How do you implement Promise.all from scratch?
Promise.all takes an array of promises and resolves to an array of their results — or rejects as soon as any one fails.
The approach:
Return a new Promise.
Track a results array and a counter of how many have resolved.
As each input promise resolves, store its value at the matching index and increment the counter.
When the counter equals the input length, resolve with the results array.
If any promise rejects, reject the outer promise immediately.
Key details: preserve input order by index (not completion order), and resolve right away for an empty array.
function promiseAll(promises) {
return new Promise((resolve, reject) => {
if (!Array.isArray(promises)) {
return reject(new TypeError('Argument must be an array'));
}
if (promises.length === 0) {
return resolve([]); // Empty array resolves immediately
}
const results = new Array(promises.length);
let resolvedCount = 0;
promises.forEach((promise, index) => {
Promise.resolve(promise) // Handle non-promise values
.then(value => {
results[index] = value; // Maintain order
resolvedCount++;
if (resolvedCount === promises.length) {
resolve(results); // All done
}
})
.catch(reject); // First rejection rejects the whole thing
});
});
}
// Test
const p1 = Promise.resolve(1);
const p2 = new Promise(r => setTimeout(() => r(2), 100));
const p3 = Promise.resolve(3);
promiseAll([p1, p2, p3]).then(console.log); // [1, 2, 3]
promiseAll([p1, Promise.reject('error'), p3]).catch(console.log); // 'error'
promiseAll([1, 2, 3]).then(console.log); // [1, 2, 3] (non-promises wrapped)A counter (resolvedCount) tracks completed promises. results[index] stores results in original order (not completion order). Promise.resolve wraps non-promise values. When resolvedCount reaches the total, resolve with all results.

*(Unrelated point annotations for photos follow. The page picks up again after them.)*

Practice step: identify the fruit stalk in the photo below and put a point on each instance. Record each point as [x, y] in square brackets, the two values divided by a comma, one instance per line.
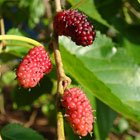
[20, 38]
[62, 80]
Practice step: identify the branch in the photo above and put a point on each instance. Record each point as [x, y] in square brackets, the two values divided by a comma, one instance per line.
[20, 38]
[2, 28]
[62, 80]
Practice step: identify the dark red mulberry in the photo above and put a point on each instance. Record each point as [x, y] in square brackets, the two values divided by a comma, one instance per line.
[33, 67]
[74, 24]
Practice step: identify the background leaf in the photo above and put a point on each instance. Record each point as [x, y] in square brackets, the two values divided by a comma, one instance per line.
[105, 119]
[18, 132]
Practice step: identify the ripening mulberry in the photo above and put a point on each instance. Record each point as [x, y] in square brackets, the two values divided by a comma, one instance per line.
[33, 67]
[74, 24]
[78, 111]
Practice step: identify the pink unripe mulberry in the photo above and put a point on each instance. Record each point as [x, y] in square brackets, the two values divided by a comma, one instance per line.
[78, 111]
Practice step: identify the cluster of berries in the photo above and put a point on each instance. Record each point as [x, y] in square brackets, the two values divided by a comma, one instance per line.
[37, 63]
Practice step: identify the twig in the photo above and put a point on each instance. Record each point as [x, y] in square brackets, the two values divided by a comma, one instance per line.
[2, 28]
[0, 137]
[20, 38]
[31, 119]
[48, 13]
[63, 80]
[78, 4]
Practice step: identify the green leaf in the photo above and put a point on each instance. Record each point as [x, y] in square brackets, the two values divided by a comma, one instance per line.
[18, 132]
[14, 47]
[107, 72]
[91, 11]
[105, 119]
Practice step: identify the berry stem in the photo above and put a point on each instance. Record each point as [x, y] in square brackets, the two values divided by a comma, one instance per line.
[2, 28]
[20, 38]
[62, 80]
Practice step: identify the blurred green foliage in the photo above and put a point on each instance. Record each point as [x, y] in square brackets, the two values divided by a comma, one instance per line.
[108, 71]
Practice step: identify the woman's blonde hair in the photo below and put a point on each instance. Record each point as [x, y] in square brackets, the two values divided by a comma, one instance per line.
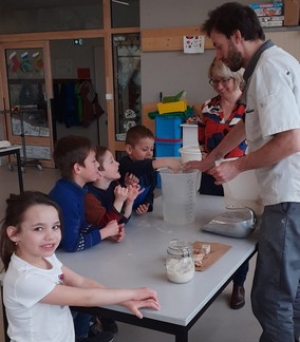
[219, 70]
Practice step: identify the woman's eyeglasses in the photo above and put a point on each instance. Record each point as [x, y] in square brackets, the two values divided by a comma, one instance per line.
[223, 81]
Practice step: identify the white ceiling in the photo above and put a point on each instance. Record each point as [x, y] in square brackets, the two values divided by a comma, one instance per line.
[48, 3]
[45, 3]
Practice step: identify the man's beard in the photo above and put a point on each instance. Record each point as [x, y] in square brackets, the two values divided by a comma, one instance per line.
[234, 61]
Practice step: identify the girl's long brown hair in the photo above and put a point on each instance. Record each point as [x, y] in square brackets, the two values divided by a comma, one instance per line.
[17, 205]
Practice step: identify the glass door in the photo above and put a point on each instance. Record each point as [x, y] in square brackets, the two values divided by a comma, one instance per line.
[127, 82]
[27, 89]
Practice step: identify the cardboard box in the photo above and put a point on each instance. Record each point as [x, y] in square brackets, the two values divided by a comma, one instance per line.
[172, 107]
[291, 12]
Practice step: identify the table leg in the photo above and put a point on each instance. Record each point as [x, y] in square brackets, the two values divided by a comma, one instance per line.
[19, 167]
[182, 336]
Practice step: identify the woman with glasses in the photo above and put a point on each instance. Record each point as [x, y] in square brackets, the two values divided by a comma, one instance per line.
[218, 115]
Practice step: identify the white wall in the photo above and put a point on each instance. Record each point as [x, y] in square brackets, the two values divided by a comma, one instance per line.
[171, 72]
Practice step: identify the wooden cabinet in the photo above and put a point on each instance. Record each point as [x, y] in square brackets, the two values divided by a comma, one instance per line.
[26, 85]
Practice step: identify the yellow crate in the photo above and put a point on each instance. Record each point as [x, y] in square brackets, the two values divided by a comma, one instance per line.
[172, 107]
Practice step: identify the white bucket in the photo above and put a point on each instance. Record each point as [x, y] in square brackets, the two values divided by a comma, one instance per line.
[242, 191]
[190, 152]
[179, 195]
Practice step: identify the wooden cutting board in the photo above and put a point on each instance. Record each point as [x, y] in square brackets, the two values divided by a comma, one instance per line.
[217, 250]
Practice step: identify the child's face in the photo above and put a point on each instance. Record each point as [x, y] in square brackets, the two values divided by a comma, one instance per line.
[89, 173]
[142, 150]
[110, 167]
[39, 234]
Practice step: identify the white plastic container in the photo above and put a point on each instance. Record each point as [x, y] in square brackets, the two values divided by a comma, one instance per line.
[179, 195]
[243, 191]
[190, 152]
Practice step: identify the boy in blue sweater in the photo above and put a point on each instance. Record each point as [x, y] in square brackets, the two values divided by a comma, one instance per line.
[75, 157]
[140, 163]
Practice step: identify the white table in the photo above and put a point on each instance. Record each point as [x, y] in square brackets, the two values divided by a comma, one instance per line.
[139, 260]
[14, 150]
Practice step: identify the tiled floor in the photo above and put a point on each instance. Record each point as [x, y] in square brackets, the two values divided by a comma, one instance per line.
[219, 323]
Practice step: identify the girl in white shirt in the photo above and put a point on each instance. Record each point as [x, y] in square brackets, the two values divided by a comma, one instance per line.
[37, 288]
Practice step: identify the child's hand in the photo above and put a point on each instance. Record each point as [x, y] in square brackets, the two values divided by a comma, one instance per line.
[120, 193]
[174, 164]
[142, 209]
[133, 192]
[111, 229]
[144, 298]
[121, 234]
[130, 179]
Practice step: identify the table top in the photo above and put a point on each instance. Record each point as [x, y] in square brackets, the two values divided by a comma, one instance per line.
[139, 260]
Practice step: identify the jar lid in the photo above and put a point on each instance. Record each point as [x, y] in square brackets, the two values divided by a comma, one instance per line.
[180, 248]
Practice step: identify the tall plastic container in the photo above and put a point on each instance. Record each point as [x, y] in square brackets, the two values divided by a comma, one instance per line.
[179, 195]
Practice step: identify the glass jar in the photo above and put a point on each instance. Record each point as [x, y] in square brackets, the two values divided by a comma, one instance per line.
[180, 263]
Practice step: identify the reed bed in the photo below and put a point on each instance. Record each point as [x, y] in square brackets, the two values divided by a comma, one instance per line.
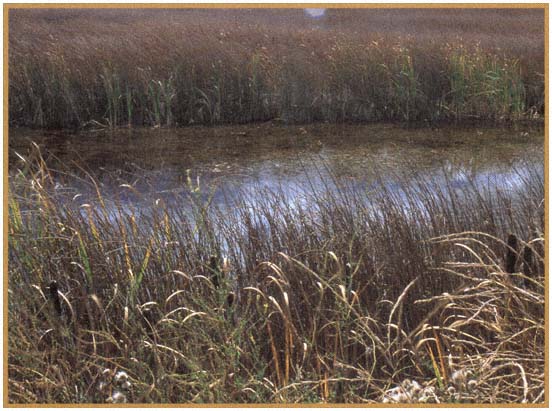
[112, 68]
[347, 297]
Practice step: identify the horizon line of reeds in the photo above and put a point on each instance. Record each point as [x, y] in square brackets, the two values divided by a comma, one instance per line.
[336, 79]
[433, 296]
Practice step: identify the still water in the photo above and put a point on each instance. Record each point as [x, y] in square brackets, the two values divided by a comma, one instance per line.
[138, 166]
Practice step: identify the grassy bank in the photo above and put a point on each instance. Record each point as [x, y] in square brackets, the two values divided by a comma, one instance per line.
[347, 298]
[78, 68]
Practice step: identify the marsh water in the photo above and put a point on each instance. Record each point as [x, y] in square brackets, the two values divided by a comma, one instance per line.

Any rejection immediately calls reject (fail-fast). Empty array resolves with [].
This is a very common coding interview question. Key details: maintain order (results[index], not push), handle non-promises (Promise.resolve wrapper), empty array edge case, and fail-fast on first rejection.
The counter approach (not a loop checking all) is the correct solution.